Apesar de tudo, a maior parte dos médicos é como o traumatologista Tadeu Soares. Considerando-se a totalidade dos médicos que vivem no Norte e no Nordeste, um enorme contingente deles trabalha no SUS. No Pará, por exemplo, os médicos do SUS correspondem a 81,7% do total de médicos do estado. Já em outras regiões do país, o total dos que trabalham no SUS continua expressivo, mas não tanto quanto no Norte, Nordeste e estados do Centro-Oeste, como Goiás e Mato Grosso do Sul. É o caso do Espírito Santo, onde 68,5% dos médicos atuavam no SUS em 2021 – índice alto, mas bastante inferior ao do Pará. Os números constam do artigo Heterogeneidade da distribuição dos profissionais de saúde no Brasil e a pandemia Covid-19, de autoria dos professores Anselmo Luís dos Santos, Marcelo Manzano e André Krein.



















Segundo dados da Demografia médica no Brasil, em 2022 o país tinha 13 888 psiquiatras – 2,8% do total de médicos atuando em todo o território nacional, sendo que mais de 50% trabalham na Região Sudeste. É um número de profissionais insuficiente para prover a demanda do SUS. O relatório Depressão e outros transtornos mentais, da Organização Mundial da Saúde, de 2023, aponta que o Brasil é o país com maior prevalência dessa doença na América Latina: 5,8% da população brasileira (11,8 milhões de pessoas) sofrem de depressão. O Ministério da Saúde estima que a taxa de depressão cresça mais de 15% nos próximos anos. Um dos motivos da alta incidência dessa doença no país é a dificuldade de acesso a um tratamento de qualidade na rede pública. Isso se deve em parte à falta de profissionais de saúde mental, que não se animam com o salário pago pelo SUS.

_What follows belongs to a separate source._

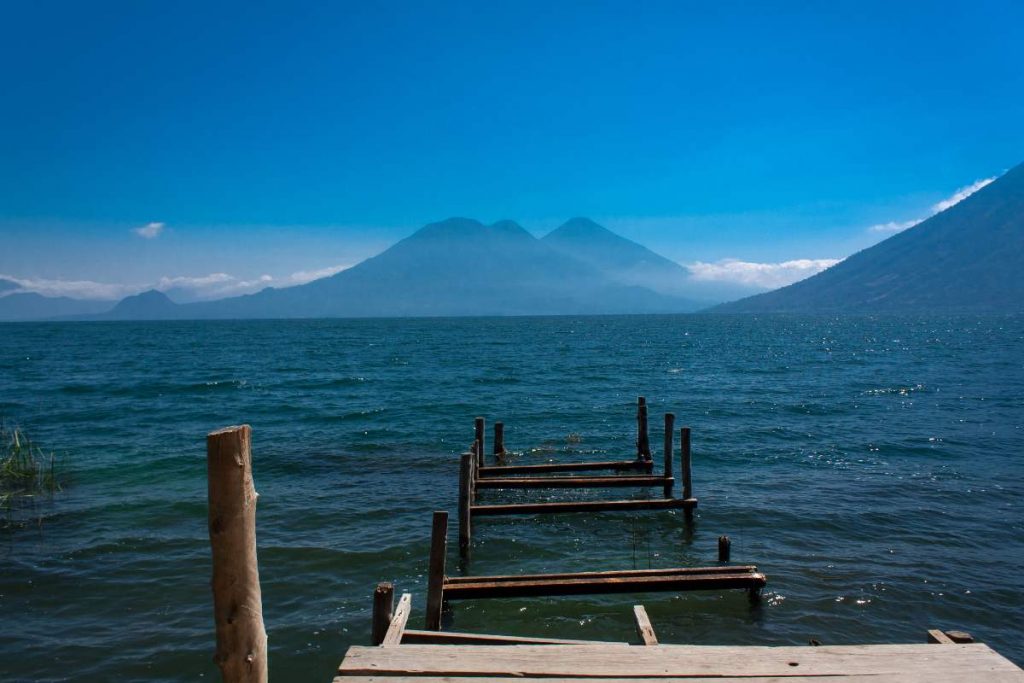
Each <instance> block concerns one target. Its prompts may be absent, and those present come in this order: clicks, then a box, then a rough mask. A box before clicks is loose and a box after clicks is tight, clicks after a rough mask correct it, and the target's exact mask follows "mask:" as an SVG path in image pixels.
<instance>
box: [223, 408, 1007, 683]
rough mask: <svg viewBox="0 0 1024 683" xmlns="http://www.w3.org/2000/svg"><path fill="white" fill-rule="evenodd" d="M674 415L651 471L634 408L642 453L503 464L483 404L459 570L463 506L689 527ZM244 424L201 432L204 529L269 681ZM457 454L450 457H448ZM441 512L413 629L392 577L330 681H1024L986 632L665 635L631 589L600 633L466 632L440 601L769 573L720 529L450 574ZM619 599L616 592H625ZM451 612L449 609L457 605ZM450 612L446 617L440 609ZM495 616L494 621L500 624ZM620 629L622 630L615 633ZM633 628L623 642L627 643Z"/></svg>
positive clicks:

No governo Bolsonaro, as dificuldades nessa área aumentaram, com a extinção dos Núcleos de Apoio à Saúde da Família (Nasf), no início de 2020. A equipe dos Nasf incluía psicólogos e psiquiatras, integrava as UBS e estava apta a diagnosticar problemas de saúde mental logo na raiz. Com o fim desse apoio, muitos pacientes têm diagnóstico tardio e precisam enfrentar a longa fila de espera para atendimento. O desmonte dos Nasf acabou por fragilizar a Rede de Atenção Psicossocial (Raps), como é chamada a política nacional de saúde mental. Instituída em 2011, a Raps tem como objetivo criar, ampliar e articular pontos de atenção à saúde no SUS para pessoas com sofrimento psíquico e/ou com necessidades decorrentes do uso de crack, álcool e outras drogas. (Em julho de 2023, o Ministério da Saúde anunciou mais de 200 milhões de reais para a rede.)